His name is Nicholas, and he is a miracle child. This little boy living in Pueblo, Colorado, was born with anencephaly, a genetic disease in which a person has no brain, just a brain stem. This means baby Nicholas cannot see, hear, suck, crawl, or sit up. But he has survived without doctors or tubes to celebrate his first birthday.

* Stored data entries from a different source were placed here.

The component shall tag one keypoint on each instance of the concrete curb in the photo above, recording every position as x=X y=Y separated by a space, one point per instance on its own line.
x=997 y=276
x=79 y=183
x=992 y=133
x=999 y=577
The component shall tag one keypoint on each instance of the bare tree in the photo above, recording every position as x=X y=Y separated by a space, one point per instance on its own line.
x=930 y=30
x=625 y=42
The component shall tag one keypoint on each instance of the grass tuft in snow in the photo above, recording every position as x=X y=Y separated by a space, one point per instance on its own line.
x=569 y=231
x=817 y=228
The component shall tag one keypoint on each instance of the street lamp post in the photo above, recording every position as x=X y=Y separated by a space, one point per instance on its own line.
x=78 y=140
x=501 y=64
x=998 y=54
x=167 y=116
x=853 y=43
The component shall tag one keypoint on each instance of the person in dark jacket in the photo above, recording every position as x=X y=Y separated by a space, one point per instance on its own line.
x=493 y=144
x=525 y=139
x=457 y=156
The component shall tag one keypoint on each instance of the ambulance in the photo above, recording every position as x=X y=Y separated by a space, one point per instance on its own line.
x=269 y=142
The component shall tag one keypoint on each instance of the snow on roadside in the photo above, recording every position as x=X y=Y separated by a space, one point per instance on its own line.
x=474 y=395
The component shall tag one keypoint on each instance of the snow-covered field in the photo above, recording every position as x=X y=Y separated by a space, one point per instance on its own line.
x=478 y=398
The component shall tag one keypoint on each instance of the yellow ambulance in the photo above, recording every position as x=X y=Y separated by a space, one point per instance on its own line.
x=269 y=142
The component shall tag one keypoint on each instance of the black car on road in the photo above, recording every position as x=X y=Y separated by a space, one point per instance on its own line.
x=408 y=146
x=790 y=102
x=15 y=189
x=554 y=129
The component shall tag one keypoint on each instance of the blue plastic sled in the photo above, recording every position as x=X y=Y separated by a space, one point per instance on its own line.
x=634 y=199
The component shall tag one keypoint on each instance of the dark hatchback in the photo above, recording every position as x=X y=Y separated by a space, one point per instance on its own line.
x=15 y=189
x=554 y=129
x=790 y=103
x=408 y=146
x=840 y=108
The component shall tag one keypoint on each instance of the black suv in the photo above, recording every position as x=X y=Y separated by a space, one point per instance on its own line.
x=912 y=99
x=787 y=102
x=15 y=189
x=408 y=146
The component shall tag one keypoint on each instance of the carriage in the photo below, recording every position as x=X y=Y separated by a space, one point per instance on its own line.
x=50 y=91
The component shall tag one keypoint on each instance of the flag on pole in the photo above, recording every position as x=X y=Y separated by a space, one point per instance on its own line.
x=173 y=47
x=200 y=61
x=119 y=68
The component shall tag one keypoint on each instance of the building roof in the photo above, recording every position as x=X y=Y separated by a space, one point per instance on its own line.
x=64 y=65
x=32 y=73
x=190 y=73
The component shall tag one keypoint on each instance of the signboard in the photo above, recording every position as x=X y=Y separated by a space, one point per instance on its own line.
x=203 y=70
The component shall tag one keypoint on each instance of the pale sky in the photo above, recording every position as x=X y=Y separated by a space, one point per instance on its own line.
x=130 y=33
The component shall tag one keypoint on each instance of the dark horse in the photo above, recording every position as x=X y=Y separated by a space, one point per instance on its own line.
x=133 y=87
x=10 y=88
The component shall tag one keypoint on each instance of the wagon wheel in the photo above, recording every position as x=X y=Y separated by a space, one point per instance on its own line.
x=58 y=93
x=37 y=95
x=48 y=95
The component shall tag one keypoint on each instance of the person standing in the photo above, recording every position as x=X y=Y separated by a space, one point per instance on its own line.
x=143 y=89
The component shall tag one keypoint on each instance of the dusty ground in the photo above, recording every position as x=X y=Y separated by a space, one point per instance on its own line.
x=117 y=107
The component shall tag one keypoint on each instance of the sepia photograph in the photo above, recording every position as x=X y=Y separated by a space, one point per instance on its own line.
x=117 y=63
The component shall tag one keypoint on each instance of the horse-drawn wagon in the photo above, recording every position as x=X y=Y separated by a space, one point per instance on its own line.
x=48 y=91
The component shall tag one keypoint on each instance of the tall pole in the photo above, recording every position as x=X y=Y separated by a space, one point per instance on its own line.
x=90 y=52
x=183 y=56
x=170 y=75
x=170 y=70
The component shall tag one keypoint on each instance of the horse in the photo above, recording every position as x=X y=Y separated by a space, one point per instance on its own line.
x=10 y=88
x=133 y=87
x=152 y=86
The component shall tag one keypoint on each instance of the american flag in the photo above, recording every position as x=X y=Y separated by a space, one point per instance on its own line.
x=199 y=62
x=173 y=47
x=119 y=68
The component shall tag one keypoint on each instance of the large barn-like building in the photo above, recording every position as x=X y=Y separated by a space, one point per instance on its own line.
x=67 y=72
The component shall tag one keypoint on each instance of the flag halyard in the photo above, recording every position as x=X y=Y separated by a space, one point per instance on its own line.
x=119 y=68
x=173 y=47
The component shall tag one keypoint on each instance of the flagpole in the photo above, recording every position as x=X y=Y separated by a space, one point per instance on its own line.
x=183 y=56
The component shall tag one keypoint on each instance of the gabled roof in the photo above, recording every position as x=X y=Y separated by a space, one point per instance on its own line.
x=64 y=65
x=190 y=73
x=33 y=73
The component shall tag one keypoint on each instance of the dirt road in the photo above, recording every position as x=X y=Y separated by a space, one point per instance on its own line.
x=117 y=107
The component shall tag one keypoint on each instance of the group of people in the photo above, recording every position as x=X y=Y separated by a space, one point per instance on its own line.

Anencephaly is a defect in the closure of the neural tube during development in the womb. The neural tube is a narrow channel that folds and closes between the third and fourth weeks of pregnancy, forming the brain and the spinal cord. In rare cases, one end of the neural tube does not close. This results in the absence of a major part of the brain, skull, and scalp.
According to the National Institute of Neurological Disorders and Stroke, anencephaly occurs in about 1 out of 10,000 births, although the exact number is not known because many of these pregnancies result in a miscarriage. Women who have one infant with this disorder are at increased risk of having another child with neural tube defects.
Infants who are born with anencephaly have no forebrain, which is the front and largest part of the brain. The forebrain controls cognitive, sensory, and motor functions, regulates temperature, reproductive functions, eating, sleeping, and display of emotions. They also lack the cerebrum, the part of the brain responsible for thinking and coordinating. The remaining brain tissue is often not covered by bone or skin. A baby born with anencephaly is usually blind, deaf, unconscious, and unable to feel pain.
Some babies, like Nicholas, are born with a rudimentary brain stem. The brain stem is responsible for basic vital life functions, such as breathing, heart beat, and blood pressure. The cause of anencephaly is unknown, although the mother’s diet, including an insufficient intake of folic acid, may play a role. Most scientists, however, believe many other factors are also involved.
Most babies born without a brain die within hours of birth, but Nicholas has beat the odds. According to his mother, Sheena Coke, “He’s a miracle. He’s changed so many lives.” She and her husband have a Christmas miracle in little Nicholas. He may not have a brain, but he has touched many hearts. Happy birthday, Nicholas, and Merry Christmas.